On Monday, the transition team stepped up its opposition to the pardon plans citing Park’s disapproval.

“The president-elect is negative about (issuing) pardons at the end of the administration,” Cho Yoon-sun, a spokesperson for Park, said Monday. She added that the president-elect was showing “particularly strong concerns” for pardoning those imprisoned for corruption. 
Park Geun-hye Park Geun-hye

“(Park) is of the opinion that going ahead with the pardon is abusing the powers of the president and going against the will of the public.”

The comment comes two days after chief spokesman Yoon Chang-joong implied that Park was opposed to the pardon plans.

“Pardoning people linked to corruption will anger the public. (I) hope such pardons are not issued,” Yoon said on Saturday. He added that he had “conferred sufficiently” with Park on the issue.

President Lee is set to issue special pardons to about 50 individuals as early as Tuesday.
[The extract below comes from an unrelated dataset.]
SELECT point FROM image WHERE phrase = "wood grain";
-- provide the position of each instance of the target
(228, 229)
As soon as the plans first surfaced earlier this month, the opposition parties have strongly opposed them and called on Park to personally prevent pardons being issued “without principle.” 
Lee Myung-bak Lee Myung-bak

For its part, Cheong Wa Dae has since said that the president’s relatives and close associates, and those involved in corruption that took place after the launch of the current administration will not be among those pardoned in an effort to put to rest speculations that the president’s associates will be pardoned.

In addition to conveying uncharacteristically direct comments from Park, the transition committee has also revealed the minutes of transition team subcommittee meetings.

The minutes include the president-elect’s comments on her election pledges, as well as issues such as the Lee Myung-bak administration’s four major rivers restoration project, which Park had refrained from commenting directly on saying that they were the “domain of the incumbent government.”

The extensive records show Park saying that the four-rivers project needs to be “investigated objectively.” She is also on record as saying “reviving the middle-class through economic democratization is an important objective.”

While the transition team has said that revealing the records was “a decisive move to show the president-elect’s designs,” the developments may be part of a ploy to appease public sentiment.

The accusations of being “anti-communication” have been flung at Park soon after she clinched victory in the Dec. 19 election.

She had maintained near absolute secrecy in appointing aides and members of the transition committee, to the point that in some cases even the appointees were made aware minutes before official announcements.

Her choice of personnel has also come under fire from early on, sometimes for the concerned individual’s background and sometimes for being chosen without a proper vetting process.

The process of revealing Park’s government reorganization plans announced on Jan. 16 has also been criticized, with the main opposition Democratic United Party claiming that announcing the plans without consulting the parties was “disregarding the National Assembly.”

Fueled in part by the lack of communication and personnel appointments that failed to strike a chord with public opinion, Park’s approval rating has fallen far below those recorded by previous president-elects in recent history.

In Gallup Korea’s poll for the Jan. 14 to 18 period, 55 percent of the 1,559 respondents said that Park was doing a good job, while 19 percent said that she was not.

The reason most commonly chosen for negatively assessing Park’s activities was lack of communication at 23 percent, while 16 percent picked poor personnel management.

Realmeter survey placed her approval rating at 63.6 percent for the same period.

In comparison, the approval ratings for former presidents Kim Young-sam, Kim Dae-jung, Roh Moo-hyun and President Lee Myung-bak between election and inauguration stood at over 80 percent.